Ambulatory blood pressure monitoring device
The importance of out-of-office blood pressure is stressed in most of the guidelines. A Japanese guideline [5] defines hypertension by ambulatory blood pressure monitoring (ABPM) showing ≥130/80 mmHg in 24 h, and ≥135/85 and ≥120/70 in the daytime and nighttime, respectively. This guideline also compared office and home blood pressure, and classified blood pressure levels in adults (Table 1). Validation of these automatic and unattended measurable devices is legitimate. As discussed above, current validation methods are complicated and require professional knowledge and a special environment to perform them. ABPM is carried out by health care providers, its validation can be obtained using a sphygmomanometer, and staff education is easily performed. However, there is a concern that a certain percentage of patients have paroxysmal atrial fibrillation or extrasystole during the 24 h of monitoring. The reliability of blood pressure values by an automatic device in the presence of arrhythmia is an important issue. In contrast to a home blood pressure monitoring device, ABPM records reliable blood pressure in patients with sustained atrial fibrillation. Recently, Watanabe et al. reported a novel algorithm to detect paroxysmal atrial fibrillation by an ABPM device [17].

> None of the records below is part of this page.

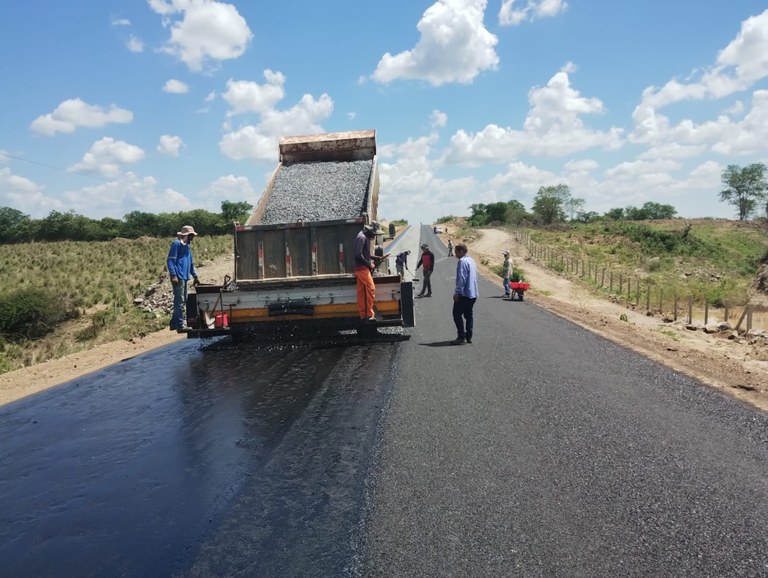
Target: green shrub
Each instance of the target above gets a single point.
(33, 313)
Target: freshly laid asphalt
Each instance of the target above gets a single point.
(538, 450)
(544, 450)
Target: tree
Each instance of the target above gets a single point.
(658, 211)
(572, 206)
(549, 202)
(479, 216)
(616, 214)
(15, 226)
(235, 212)
(516, 212)
(496, 212)
(586, 217)
(744, 188)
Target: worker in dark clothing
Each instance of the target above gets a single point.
(427, 263)
(401, 263)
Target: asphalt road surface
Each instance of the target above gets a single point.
(538, 450)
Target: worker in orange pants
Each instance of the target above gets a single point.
(366, 293)
(363, 265)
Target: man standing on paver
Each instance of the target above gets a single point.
(181, 268)
(464, 296)
(363, 265)
(427, 262)
(401, 263)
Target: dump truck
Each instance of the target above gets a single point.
(294, 256)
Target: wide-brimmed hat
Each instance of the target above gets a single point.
(374, 228)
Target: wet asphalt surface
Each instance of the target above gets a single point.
(538, 450)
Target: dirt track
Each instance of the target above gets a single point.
(738, 368)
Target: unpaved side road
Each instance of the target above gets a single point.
(542, 449)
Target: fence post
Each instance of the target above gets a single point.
(690, 309)
(675, 301)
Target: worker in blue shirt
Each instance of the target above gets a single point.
(181, 268)
(464, 296)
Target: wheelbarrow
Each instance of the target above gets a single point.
(518, 288)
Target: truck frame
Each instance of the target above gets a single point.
(297, 276)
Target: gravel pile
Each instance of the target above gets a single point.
(318, 191)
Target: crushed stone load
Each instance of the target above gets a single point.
(318, 191)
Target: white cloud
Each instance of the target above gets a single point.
(552, 128)
(107, 156)
(583, 165)
(25, 195)
(738, 66)
(203, 32)
(533, 9)
(74, 113)
(259, 142)
(135, 44)
(245, 96)
(438, 118)
(228, 188)
(124, 194)
(174, 86)
(723, 135)
(454, 46)
(169, 145)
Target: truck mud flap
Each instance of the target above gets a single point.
(277, 309)
(406, 304)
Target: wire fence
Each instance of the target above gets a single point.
(640, 293)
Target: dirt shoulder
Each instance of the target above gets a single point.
(738, 367)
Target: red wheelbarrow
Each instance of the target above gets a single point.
(518, 288)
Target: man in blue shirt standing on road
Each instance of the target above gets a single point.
(464, 296)
(181, 268)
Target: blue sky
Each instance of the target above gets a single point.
(110, 106)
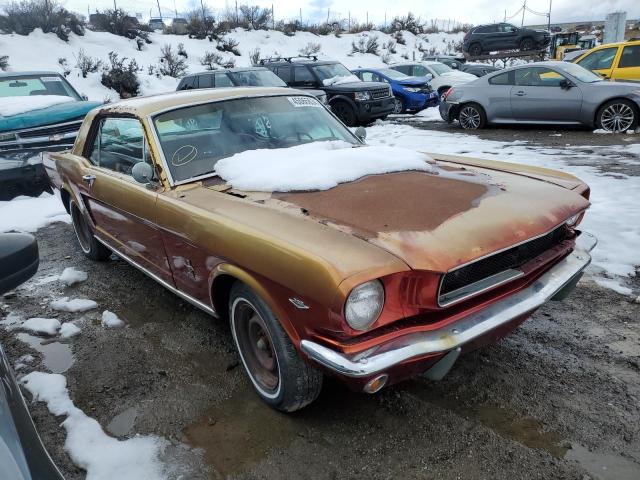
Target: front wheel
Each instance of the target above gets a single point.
(279, 376)
(472, 116)
(345, 113)
(617, 116)
(88, 243)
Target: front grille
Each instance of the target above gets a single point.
(379, 93)
(48, 130)
(500, 262)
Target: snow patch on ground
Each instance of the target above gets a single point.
(111, 320)
(314, 166)
(16, 105)
(28, 214)
(90, 448)
(69, 329)
(74, 305)
(47, 326)
(71, 276)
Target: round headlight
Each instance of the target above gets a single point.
(364, 305)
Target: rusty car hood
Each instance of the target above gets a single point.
(439, 221)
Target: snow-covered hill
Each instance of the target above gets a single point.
(39, 51)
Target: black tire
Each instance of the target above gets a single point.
(475, 50)
(345, 113)
(471, 116)
(398, 105)
(279, 376)
(526, 44)
(88, 243)
(617, 116)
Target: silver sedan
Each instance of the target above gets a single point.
(544, 93)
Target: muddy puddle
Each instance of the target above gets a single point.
(56, 356)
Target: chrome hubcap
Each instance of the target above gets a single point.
(617, 118)
(469, 118)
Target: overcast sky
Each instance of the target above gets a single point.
(471, 11)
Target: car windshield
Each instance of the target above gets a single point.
(256, 78)
(581, 73)
(194, 138)
(331, 73)
(30, 85)
(440, 68)
(396, 75)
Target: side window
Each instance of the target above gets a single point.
(284, 73)
(119, 145)
(302, 75)
(222, 80)
(502, 79)
(600, 59)
(205, 81)
(630, 57)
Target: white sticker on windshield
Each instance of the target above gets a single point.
(304, 102)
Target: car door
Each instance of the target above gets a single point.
(122, 210)
(600, 61)
(628, 64)
(538, 95)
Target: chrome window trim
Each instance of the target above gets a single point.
(153, 276)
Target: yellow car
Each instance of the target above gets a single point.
(617, 61)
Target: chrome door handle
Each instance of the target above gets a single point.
(89, 179)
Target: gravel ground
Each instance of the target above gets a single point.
(558, 398)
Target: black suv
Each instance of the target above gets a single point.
(353, 101)
(238, 77)
(503, 36)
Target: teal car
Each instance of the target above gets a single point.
(39, 112)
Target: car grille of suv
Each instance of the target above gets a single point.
(495, 269)
(379, 93)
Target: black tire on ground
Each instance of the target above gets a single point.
(472, 116)
(618, 116)
(279, 376)
(475, 50)
(88, 243)
(345, 113)
(398, 105)
(526, 44)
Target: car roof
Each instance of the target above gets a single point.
(145, 106)
(34, 72)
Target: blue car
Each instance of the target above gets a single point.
(412, 94)
(39, 112)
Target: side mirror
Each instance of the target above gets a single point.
(19, 258)
(142, 172)
(566, 84)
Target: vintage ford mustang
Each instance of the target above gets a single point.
(375, 279)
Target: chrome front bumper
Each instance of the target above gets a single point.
(381, 358)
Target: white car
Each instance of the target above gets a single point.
(444, 77)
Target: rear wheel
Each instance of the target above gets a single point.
(345, 113)
(526, 44)
(472, 117)
(279, 376)
(475, 50)
(398, 105)
(617, 116)
(88, 243)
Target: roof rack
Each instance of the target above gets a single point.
(287, 59)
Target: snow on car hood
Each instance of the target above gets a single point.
(314, 166)
(340, 79)
(10, 106)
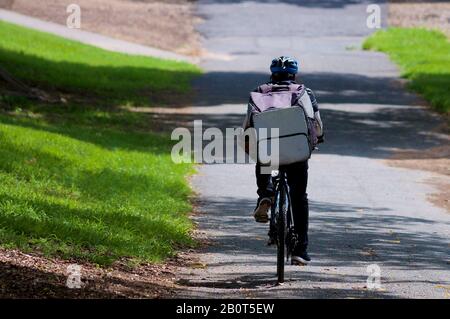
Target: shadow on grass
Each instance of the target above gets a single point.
(97, 214)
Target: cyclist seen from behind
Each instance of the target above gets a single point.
(284, 77)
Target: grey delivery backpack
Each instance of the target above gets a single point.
(288, 108)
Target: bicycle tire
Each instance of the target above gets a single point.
(281, 233)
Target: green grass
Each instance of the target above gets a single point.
(424, 57)
(88, 180)
(52, 63)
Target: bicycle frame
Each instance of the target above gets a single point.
(282, 222)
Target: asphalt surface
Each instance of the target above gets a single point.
(362, 211)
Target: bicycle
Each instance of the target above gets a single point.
(281, 230)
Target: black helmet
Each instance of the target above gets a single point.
(284, 64)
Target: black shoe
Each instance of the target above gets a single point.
(261, 212)
(301, 257)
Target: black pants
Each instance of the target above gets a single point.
(297, 177)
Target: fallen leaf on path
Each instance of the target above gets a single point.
(198, 265)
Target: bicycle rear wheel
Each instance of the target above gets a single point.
(281, 232)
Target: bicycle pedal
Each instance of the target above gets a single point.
(297, 263)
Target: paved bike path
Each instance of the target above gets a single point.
(363, 212)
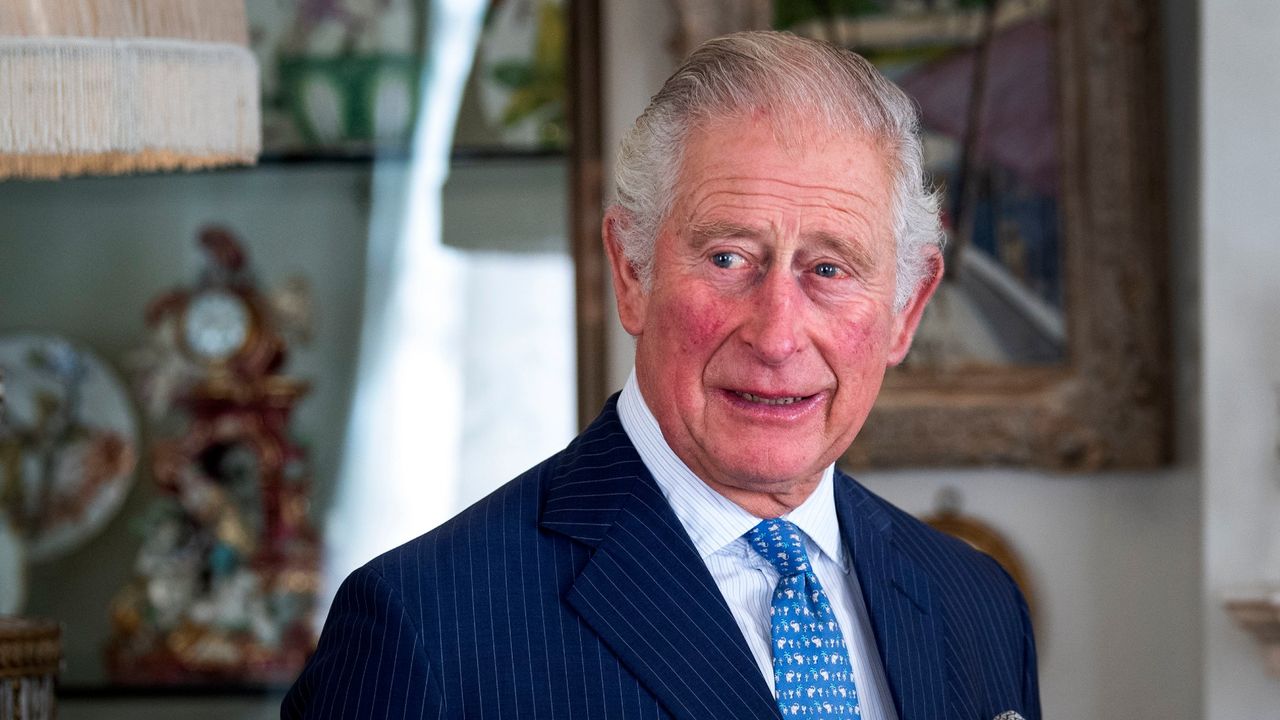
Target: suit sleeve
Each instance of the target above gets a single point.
(370, 661)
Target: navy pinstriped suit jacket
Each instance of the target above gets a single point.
(574, 592)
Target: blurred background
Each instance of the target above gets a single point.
(227, 388)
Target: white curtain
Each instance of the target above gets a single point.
(400, 468)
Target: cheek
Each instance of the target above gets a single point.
(862, 347)
(695, 326)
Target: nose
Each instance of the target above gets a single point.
(775, 329)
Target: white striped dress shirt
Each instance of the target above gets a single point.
(746, 580)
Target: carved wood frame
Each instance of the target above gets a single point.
(1109, 405)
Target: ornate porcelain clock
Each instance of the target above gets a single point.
(227, 575)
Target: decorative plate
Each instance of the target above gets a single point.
(68, 443)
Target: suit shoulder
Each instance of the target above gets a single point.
(961, 569)
(510, 509)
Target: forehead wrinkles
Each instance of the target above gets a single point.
(739, 194)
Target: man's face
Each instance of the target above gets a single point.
(769, 323)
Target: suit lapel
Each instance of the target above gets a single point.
(901, 602)
(645, 591)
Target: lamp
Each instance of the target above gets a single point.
(118, 86)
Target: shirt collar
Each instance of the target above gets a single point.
(712, 520)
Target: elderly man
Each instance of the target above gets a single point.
(694, 554)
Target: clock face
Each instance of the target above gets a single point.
(216, 324)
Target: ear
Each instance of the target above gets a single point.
(909, 318)
(631, 296)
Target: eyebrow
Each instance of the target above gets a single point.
(700, 235)
(704, 233)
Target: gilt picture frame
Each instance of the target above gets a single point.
(1106, 404)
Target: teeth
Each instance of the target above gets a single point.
(768, 400)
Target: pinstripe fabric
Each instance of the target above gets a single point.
(574, 592)
(717, 528)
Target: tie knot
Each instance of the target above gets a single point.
(781, 543)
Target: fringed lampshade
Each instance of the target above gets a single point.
(117, 86)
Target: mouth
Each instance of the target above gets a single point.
(763, 400)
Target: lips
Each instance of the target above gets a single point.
(763, 400)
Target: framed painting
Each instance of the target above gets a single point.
(1048, 342)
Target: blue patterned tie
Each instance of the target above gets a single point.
(810, 665)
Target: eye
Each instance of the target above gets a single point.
(827, 270)
(726, 260)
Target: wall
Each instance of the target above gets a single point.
(1115, 557)
(1240, 159)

Next generation of blood pressure monitoring devices and their validation
Novel wearable devices that can monitor physiological parameters, such as body temperature, heart rate, respiratory rate, blood glucose concentrations, and extrasystole, have been developed and are widely used. Additionally, blood pressure monitoring devices are still under development. The advantages of wearable devices over ABPM or home blood pressure monitoring devices are that they are more comfortable and can repeatedly collect data with less energy. There is one Japanese government-approved device available and some in the US and other countries. The blood pressure monitoring mechanisms are different between devices. The oscillometric method at the wrist or at the fingers, photoplethysmography, and tonometry is used. The Omron HEM-6410 T [18] (HeartGuide, Omron Healthcare Co., Ltd.) is approved in Japan and the US, but its use is limited under the sitting position, and blood pressure is monitored on demand. Night-time blood pressure or blood pressure during exercise or walking cannot be measured. The finger-type device is uncomfortable for daily use because it is too large; therefore, further technological advances are required. In contrast to the HEM-6410, the tonometry method, which is also not applicable during exercise or the standing position, is suitable for measuring nighttime blood pressure [19]. The third method of photoplethysmography (PPG) is a non-invasive technique through which changes in blood flow are detected during the cardiac cycle [20]. Therefore, PPG requires monitoring of an electrocardiogram, and the R-R time must be measured. The device using this method has not been approved in any countries yet because the stability of the PPG signal is affected by movements, which restricts its use to only the non-ambulatory setting. Another limitation is the need for frequent calibration of the device. A recently integrated method of oscillometry and PPG has been developed using a smartphone [21], and it is a non-physical method of measuring blood pressure by monitoring the color of the face [22].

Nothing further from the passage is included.